The Green Moment {that has me all thinking}
I’ve been making these green smoothies nearly every morning for a few months now. I seriously think they’re changing our lives. Sounds dramatic, I know. But for real – they’re beautiful, delicious and we all seem to notice physical benefits. When I watch my children guzzle the cup full of spinach I feel like a stellar mom. I mean, forget about those frozen cokes I let them have yesterday. And the chocolate chip cookies I threw in the oven when our friends came over. And those Cheetos I bought to go with sandwiches the other day? Let’s forget that ever happened! And when I’m all grumpy and particular and not so fun to be around, I like to remember that little green moment in our morning and celebrate at least one good choice I’m making!

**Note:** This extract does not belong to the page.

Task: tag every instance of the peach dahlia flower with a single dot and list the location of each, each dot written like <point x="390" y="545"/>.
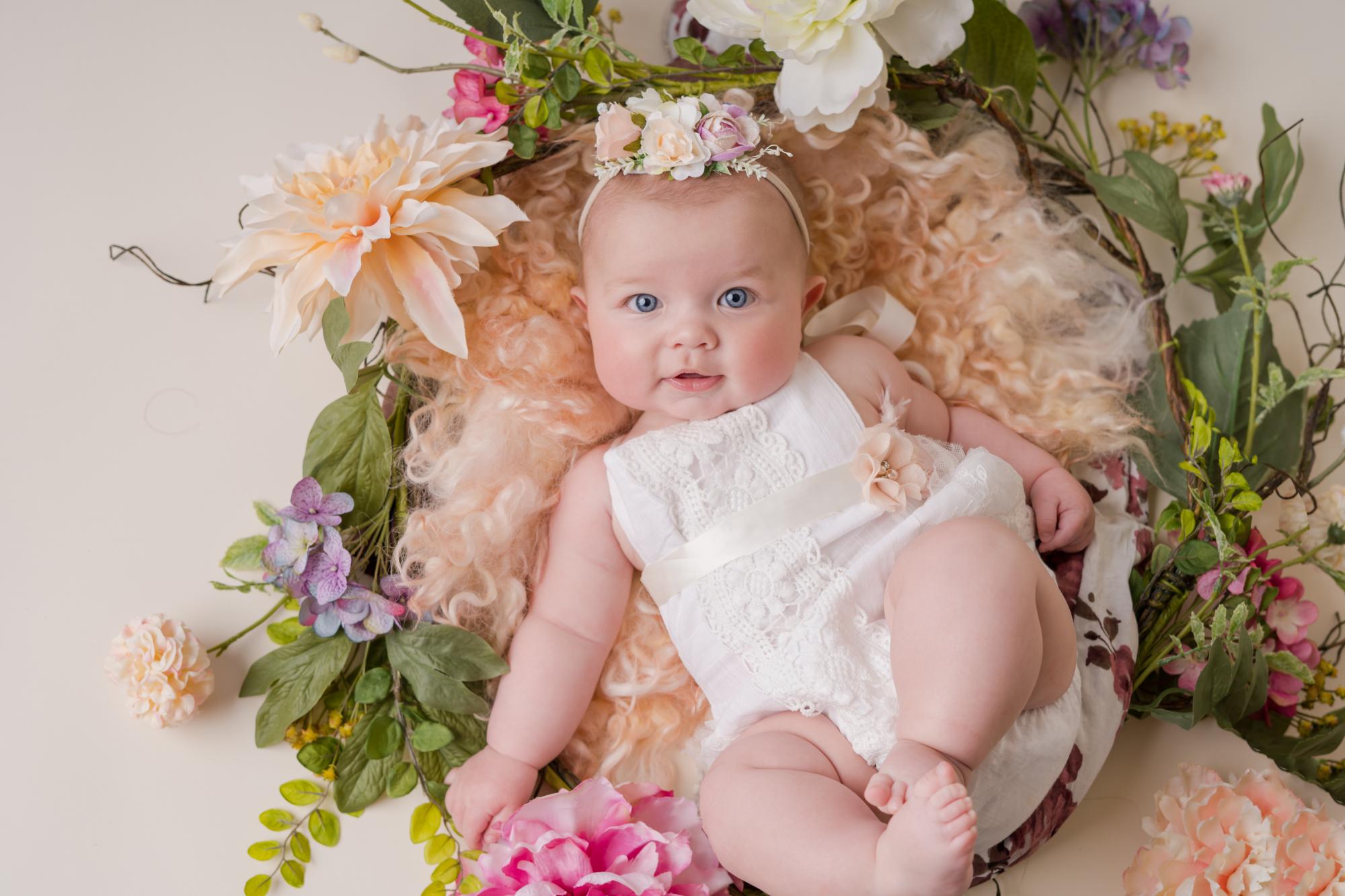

But here’s the thing. It doesn’t matter how much kefir and spinach and pineapple I put in my Vitamix – I can only ever make enough to feed 6 people. I have tried many times to increase the ingredients, even adding more half way through the blend. But try as I may, I only have enough to fill 6 cups. It’s mind boggling. The larger mason jar of green goodness gets walked out to Mark, who’s fencing or mowing or building or feeding out back. The remaining 5 are {almost} cheerfully and quickly drank with eggs and toast. And that makes me happy.
The problem is, I really like these smoothies, and I want to join in on the green moment. Sometimes it doesn’t bother me. I’m sipping my iced coffee and that’s enough for me in the morning. But many times I just want there to be enough for me too. And when I pour the last drop into the 6th cup, I don’t want to take the time to make more…just for me.
Today was one of those mornings where I was left without. And it has me all thinking about how most of the time when there aren’t enough resources for me, I’m content. Usually I’m happy to give up my agenda or time or last bite {or my entire identity!} to the little people in my life. But sometimes, just sometimes, I resent the way in which I pour into their cups and I’m left without. Sometimes I really want there to be enough for me too. Enough time. Enough food. Enough wisdom. Enough encouragement. Enough help. Enough prayers. Enough green smoothie.
Do you ever feel that way?
Our empty cups keep us looking to the One who fills them. In Jesus, there is always enough. He multiples our baskets and quenches our thirst with an everlasting satisfaction. Do you believe it? I do. And man, has He filled me! With more abundance than I ever dreamed for my life.
Trust him with your empty cup today and eagerly await the ways he will fill it.
Today I made more! Just for me.
laura
Jul 22 2013 @ 5:42 pm
We love green smoothies…and the thing is, it is all in the pineapple. Ours never taste like we’re downing spinach salad even though we are. Just good.
Ann Ehlert
Jul 23 2013 @ 1:40 pm
Thanks for making some for you! I’m trying to do the same.
Debbie
Jul 25 2013 @ 8:52 am
HI Lori-
I need the recipe!
But more importantly, I am the mom of three children. One biological son (age 24) and two beautiful adopted Ugandan siblings-Edith age 6 and Derrick age 4. Motherhood again at 48 has been life changing in a lot of ways. I want you to know how much i enjoyed your letter to your black son. I printed it off to use for him and myself. Unfortunately, even at 6 and 4 both kids have witnessed or been affected by this type of ignorance. I appreciated your candidness and I am sure I will quote you often. May God Bless you and please keep writing.